One of the dumbest legal conversations I ever had with anyone in Alabama state government was with someone who is currently on the verge of landing a lifetime federal judgeship — one of the most coveted and important positions in the U.S. justice system.
The conversation, like most of my legal conversations, involved gambling. Two gambling proposals had been put forth by the Alabama Legislature, and the Alabama Attorney General’s Office had just issued a statement supporting one over the other. The statement was confusing and incorrect in its assessment of the applicable laws — specifically, the AG’s office had misinterpreted Indian gaming laws.
So, I called to ask about the statement and the mistakes.
On the other end of the phone was Alabama’s Solicitor General, Andrew Brasher — the same man the Trump administration has now nominated to serve as a federal judge in Alabama’s Middle District.
For the better part of 15 minutes, Brasher argued with me about the laws. I won’t get too deep into the weeds of it all, but the confusion on his part involved the requirements of states and tribes entering into Class III gaming compacts.
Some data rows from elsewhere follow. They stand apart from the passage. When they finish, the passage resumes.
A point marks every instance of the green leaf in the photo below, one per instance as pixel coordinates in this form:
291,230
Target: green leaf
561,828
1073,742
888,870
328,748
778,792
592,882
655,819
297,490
Now, my legal expertise would typically fill a medicine cup. But inside that cup would be Alabama and tribal gaming laws. And I know those laws because some of the best legal minds in America have explained them to me during the course of writing numerous stories.
Brasher was wrong. But instead of admitting it, he challenged me to provide him the relevant statutes. I did. He was still wrong.
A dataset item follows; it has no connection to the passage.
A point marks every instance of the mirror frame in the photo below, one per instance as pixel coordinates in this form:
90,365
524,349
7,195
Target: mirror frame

But instead of admitting the mistake and retracting the statement the AG’s office released, the response back was: “We believe it’s complicated.”
Quite the legal ruling.
To put that another way, the response was: We have a conclusion that we want to reach and we will twist the laws any way we have to in order to get there.
And that, in a nutshell, is why Andrew Brasher shouldn’t be anywhere near a federal bench.
Whether it’s defending bogus press statements or wasting taxpayer money on disgraced “expert” witnesses or utilizing junk science to push a political position, Brasher’s legal resume is chock full of examples of him choosing politics over law.
It’s so bad that on Friday the Leadership Conference on Civil and Human Rights wrote to the Senate Judiciary Committee tasked with approving Brasher’s nomination urging it to oppose him. The lengthy letter cited numerous examples of Brasher submitting briefs or making arguments in court that were roundly rejected by the U.S. Supreme Court and other federal courts.
Among other ludicrous arguments, Brasher has argued that … there was no racial gerrymandering in Alabama redistricting plan (the Supreme Court disagreed), demanding proof of citizenship on a voter registration card was legal (the Supreme Court disagreed), that only straight people should be allowed to adopt (the Supreme Court disagreed) and a fetus should granted an attorney.
There’s also this little nugget: During his confirmation hearing, Brasher refused to say that Brown v. Board of Ed. was correctly decided. Because, you know, who is he to say — a judge or something?
But probably the best summation of Brasher’s politically-driven career as an ideological prosecutor in Alabama came during a federal trial over Alabama’s restrictive laws on abortion clinics — laws that would have certainly forced most or all of the clinics to close. Unable to locate credible witnesses — medical doctors, psychologists, psychiatrists, etc. — who would speak on the state’s side, Brasher and the AG’s office trotted out the paid stooges.
Four “experts” were paid more than $300,000 to testify on the state’s behalf. They were so bad that the judge in the case all but openly mocked them, and things became so bad that at one point, while questioning his witnesses, Brasher began to bang his own head on the wooden lectern.
That’s what happens when you choose politics over law in the courtroom. The system isn’t built to handle it. Things go awry. Justice falters.
And that’s what you risk by approving Brasher.